Monday's remarks by Fed Chairman Jerome Powell drew some attention. The Fed chair, speaking at Harvard, said longer-term inflation expectations still appear reined in and that it's too soon to know how big an impact the oil-price shock will have on the economy, Bloomberg reported.
This week's earnings highlight comes after the close today when Nike reports. The company's earnings could offer a chance for investors to hear how the war is affecting shipping logistics for a company with its feet in so many markets. Higher oil prices could pose a threat to companies reliant on international sales.
The report could also offer insight into trade relations between the U.S. and China after so much tariff-related damage over the last year. A tenuous trading truce seems at risk now after China said last week it's opening investigations into U.S. trade practices that it claims have slowed Chinese goods shipment to the U.S. If China decides on new restrictions aimed at U.S. products, Nike could be one of the companies affected, with major markets in China.

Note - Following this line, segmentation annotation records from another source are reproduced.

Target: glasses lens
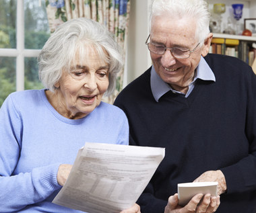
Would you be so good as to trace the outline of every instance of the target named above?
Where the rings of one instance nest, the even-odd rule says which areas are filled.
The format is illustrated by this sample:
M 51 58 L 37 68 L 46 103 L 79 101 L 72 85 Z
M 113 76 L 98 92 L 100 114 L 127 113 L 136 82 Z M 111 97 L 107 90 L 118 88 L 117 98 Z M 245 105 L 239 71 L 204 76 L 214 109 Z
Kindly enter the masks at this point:
M 150 52 L 152 52 L 156 54 L 162 54 L 164 53 L 165 51 L 164 46 L 154 44 L 152 43 L 148 43 L 148 47 Z
M 189 58 L 190 56 L 189 50 L 184 51 L 179 48 L 172 48 L 172 53 L 174 57 L 179 58 Z

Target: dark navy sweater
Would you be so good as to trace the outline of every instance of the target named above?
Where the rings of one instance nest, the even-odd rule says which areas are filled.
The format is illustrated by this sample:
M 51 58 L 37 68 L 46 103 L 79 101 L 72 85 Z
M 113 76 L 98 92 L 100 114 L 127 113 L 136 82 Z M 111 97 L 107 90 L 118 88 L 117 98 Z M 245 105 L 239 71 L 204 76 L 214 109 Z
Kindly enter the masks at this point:
M 256 75 L 241 60 L 205 57 L 216 81 L 197 79 L 185 98 L 171 91 L 156 102 L 151 68 L 115 104 L 124 110 L 130 144 L 166 148 L 166 156 L 137 201 L 142 213 L 162 213 L 177 183 L 220 169 L 227 193 L 216 212 L 256 212 Z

Major Wall Street indexes mostly flopped again Monday when an early yield-fueled rally lost steam amid growing risk-off sentiment. Only the Dow Jones Industrial Average (DJIA), which is just 30 stocks, managed to buck the lower trend, and the Nasdaq Composite fell another 0.73%.

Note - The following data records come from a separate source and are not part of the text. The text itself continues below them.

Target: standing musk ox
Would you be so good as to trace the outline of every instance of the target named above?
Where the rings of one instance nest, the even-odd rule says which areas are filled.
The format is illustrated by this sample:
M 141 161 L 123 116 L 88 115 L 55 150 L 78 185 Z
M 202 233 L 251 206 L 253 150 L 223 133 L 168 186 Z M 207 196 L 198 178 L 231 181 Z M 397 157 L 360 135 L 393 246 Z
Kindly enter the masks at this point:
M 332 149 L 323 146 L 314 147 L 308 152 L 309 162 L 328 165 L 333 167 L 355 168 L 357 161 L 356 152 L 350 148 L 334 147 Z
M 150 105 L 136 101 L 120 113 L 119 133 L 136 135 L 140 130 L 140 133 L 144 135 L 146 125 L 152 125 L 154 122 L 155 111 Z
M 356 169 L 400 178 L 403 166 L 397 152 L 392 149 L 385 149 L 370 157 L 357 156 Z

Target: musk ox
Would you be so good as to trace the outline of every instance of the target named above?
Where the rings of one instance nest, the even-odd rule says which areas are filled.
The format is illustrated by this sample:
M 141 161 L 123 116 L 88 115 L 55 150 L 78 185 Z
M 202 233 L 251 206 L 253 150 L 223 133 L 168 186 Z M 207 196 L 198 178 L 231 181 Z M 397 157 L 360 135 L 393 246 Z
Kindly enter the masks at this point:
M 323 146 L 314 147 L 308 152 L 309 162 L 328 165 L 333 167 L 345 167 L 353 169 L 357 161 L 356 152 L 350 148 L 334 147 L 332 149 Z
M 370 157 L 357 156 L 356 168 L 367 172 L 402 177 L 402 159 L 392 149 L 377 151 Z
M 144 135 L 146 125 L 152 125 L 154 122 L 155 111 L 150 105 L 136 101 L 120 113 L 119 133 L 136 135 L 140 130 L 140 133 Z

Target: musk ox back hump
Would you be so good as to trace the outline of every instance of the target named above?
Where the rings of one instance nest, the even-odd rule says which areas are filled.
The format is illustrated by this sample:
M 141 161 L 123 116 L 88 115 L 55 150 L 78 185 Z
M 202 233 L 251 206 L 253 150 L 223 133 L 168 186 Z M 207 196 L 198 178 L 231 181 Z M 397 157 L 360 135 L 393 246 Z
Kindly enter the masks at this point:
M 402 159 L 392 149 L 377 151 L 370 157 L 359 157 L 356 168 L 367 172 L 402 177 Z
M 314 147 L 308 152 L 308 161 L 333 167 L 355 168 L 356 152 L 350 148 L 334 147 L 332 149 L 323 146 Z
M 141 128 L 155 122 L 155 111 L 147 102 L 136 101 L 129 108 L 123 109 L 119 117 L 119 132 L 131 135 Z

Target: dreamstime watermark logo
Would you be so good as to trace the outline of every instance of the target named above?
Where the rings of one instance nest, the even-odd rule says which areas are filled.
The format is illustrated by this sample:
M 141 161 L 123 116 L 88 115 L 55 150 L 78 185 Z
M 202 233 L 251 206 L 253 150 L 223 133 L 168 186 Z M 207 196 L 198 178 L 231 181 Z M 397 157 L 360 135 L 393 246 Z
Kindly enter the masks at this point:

The rise in Treasury prices might have reflected investors trying to escape risk. So did the selloff in growth areas like tech and industrials.. The dollar—another area sometime popular with risk-averse participants--achieved a new high for the year.
The Cboe Volatility Index, or VIX, gave investors an early hint that the rally lacked staying power. It remained above 30 for the most part even as stocks rallied the first few hours of the session Monday. If VIX remains high on a stock market rally, it typically means one side or the other has to give.
Though index charts looked ugly Monday, seven of 11 S&P sectors ended flat to higher, with financials leading the way thanks possibly to a drop in short-term yields. The relentless climb there last week had narrowed the yield curve, threatening bank industry profits. .
Otherwise, leading sectors were traditionally cautious ones like utilities, staples, and real estate, all of which might also have benefited from falling yields. Industrials finished with sharp losses, possibly on inflation worries related to the war.
In individual trading Monday, CrowdStrike climbed 2.8% after shares got an upgrade from Wolfe Research to outperform from peer perform. The firm says Anthropic's coming model release could drive more vendor consolidation and tailwinds for CrowdStrike. Cybersecurity rival Palo Alto Networks also rose, lifted also by news that its CEO bought shares late Friday, Briefing.com reported.
Chip stocks including Micron, Intel, ASML, and Western Digital were among the day's worst performers. The overall tech sector fell almost 2%. Memory stocks continue to suffer amid fears of AI competition potentially hurting prices for their primary products.
Micron fell almost 10% Monday and is down almost one-third from its post-earnings high recorded just eight sessions ago. Earnings were far better than analysts had expected and the company's guidance was strong by most measures.
Software stocks found some buyers Monday after being sold off most of the year. ServiceNow climbed 5.5%, Salesforce rose 3%, and Adobe rose 2.7%.
Sysco fell more than 15% after the food service giant announced it would buy privately held Jetro Restaurant Depot in a $29 billion deal.
Avis fell 8.6% after entering into an equity distribution agreement to offer more shares.
The Dow Jones Industrial Average® ($DJI) rose 49.50 points Monday (+0.11%) to 45,216.14; the S&P 500 Index (SPX) slipped 25.13 points (-0.39%) to 6,343.72, and the Nasdaq Composite® ($COMP) dropped 153.71 points (-0.73%) to 20,794.64.